Often the best part of mysterious characters is their mystery. How do you balance telling a good, revealing story with the Professor with the need to leave some of the enigma intact?
Well, often the best part of Mignola's stories is the way answers merely pose more questions. Mike is a genius at divulging info and backstory stuff without killing that mystery. Both "Pickens County" and "O'Donnell" do that really well.
Will the Professor's story, like the "Pickens County" book, open up a new "Hell on Earth" conflict, or is it more contained to O'Donnell's revelations?
More contained, and yeah, more oriented toward his back story, toward something that happened a long time ago. But it does have pertinence to what's happening now. There's a framing sequence that puts it in a modern context.
With the many "B.P.R.D." books this Spring, you've brought in a number of artists to the roster. How did you and the Hellverse crew go about selecting artists and pairing them with the various stories you wanted to tell?
Facebook!
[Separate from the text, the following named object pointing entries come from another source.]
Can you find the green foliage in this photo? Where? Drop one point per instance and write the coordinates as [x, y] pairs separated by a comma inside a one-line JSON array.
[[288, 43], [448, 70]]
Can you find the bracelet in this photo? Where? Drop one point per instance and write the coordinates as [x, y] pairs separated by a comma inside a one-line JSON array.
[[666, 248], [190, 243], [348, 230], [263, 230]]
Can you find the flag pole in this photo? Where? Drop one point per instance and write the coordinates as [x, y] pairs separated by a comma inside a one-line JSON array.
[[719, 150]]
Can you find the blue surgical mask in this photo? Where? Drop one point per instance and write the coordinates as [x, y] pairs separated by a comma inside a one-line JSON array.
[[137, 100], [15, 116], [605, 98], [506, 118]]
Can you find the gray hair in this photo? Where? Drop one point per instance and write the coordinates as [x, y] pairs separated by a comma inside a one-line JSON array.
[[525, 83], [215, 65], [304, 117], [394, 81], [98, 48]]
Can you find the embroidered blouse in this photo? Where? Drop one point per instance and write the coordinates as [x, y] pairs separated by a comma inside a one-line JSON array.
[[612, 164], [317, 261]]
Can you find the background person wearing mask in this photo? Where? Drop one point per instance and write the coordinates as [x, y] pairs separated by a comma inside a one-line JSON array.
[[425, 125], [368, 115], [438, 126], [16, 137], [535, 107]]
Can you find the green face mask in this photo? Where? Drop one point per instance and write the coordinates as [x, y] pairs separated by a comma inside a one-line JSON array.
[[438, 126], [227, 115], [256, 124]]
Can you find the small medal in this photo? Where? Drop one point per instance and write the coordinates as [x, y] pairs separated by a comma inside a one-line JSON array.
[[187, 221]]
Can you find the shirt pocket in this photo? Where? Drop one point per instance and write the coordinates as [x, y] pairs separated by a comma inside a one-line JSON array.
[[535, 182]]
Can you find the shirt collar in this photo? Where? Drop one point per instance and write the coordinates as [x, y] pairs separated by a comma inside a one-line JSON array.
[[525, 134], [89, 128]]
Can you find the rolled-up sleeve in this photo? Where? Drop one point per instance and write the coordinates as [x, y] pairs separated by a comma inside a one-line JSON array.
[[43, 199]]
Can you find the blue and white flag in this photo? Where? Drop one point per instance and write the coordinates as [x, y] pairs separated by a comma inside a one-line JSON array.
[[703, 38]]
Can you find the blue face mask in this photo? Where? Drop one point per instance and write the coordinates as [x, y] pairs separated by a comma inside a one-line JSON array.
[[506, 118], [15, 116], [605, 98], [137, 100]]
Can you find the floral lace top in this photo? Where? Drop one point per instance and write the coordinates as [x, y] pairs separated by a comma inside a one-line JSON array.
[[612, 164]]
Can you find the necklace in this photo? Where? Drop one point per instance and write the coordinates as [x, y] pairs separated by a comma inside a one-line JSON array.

Actually, I'm not on Facebook, but Mike and John are, and they find a lot of artists there. Artists come to us on their own, in all sorts of ways. We're all tuned into the industry in different ways, through conventions, social media, just sort of being there -- we all keep our eyes out and share artists all the time.
Following the big Spring push, is there anything you can tell us about the direction of "B.P.R.D." during the second half of 2012?
Really sort of more of the same, but, uh... in a good and exciting way. The main story continues monthly, all written by John and Mike, with Tyler Crook doing most of the issues this year, after a great run by James Harren. Peter Snejbjerg will be back -- I think this is the first time he's doing an arc in the regular run, after the "War on Frogs" one-shot and the "Abe Sapien" two-parter. Alongside that, though, we have more specials revealing the other trouble in the world, with Cameron Stewart doing what might be his best-looking work ever. A great two-parter that he wrote with Mike and drew himself. We've got stuff in the works with Gabriel Ba and Fabio Moon, more with Max Fiumara, Jason Latour, Kevin Nowlan. We have some really crucial stories, big things happen to the world and the main cast, and consistently great art. I could not be happier with the bunch of artists we're working with. John's in Philadelphia, Mike's in LA, I'm in Portland, and every time art from one of these guys comes in we're all leaping up from behind our computers and high-fiving each other from thousands of miles away. Once a week one of us will comment on how lucky we are to be getting these pages in from these guys.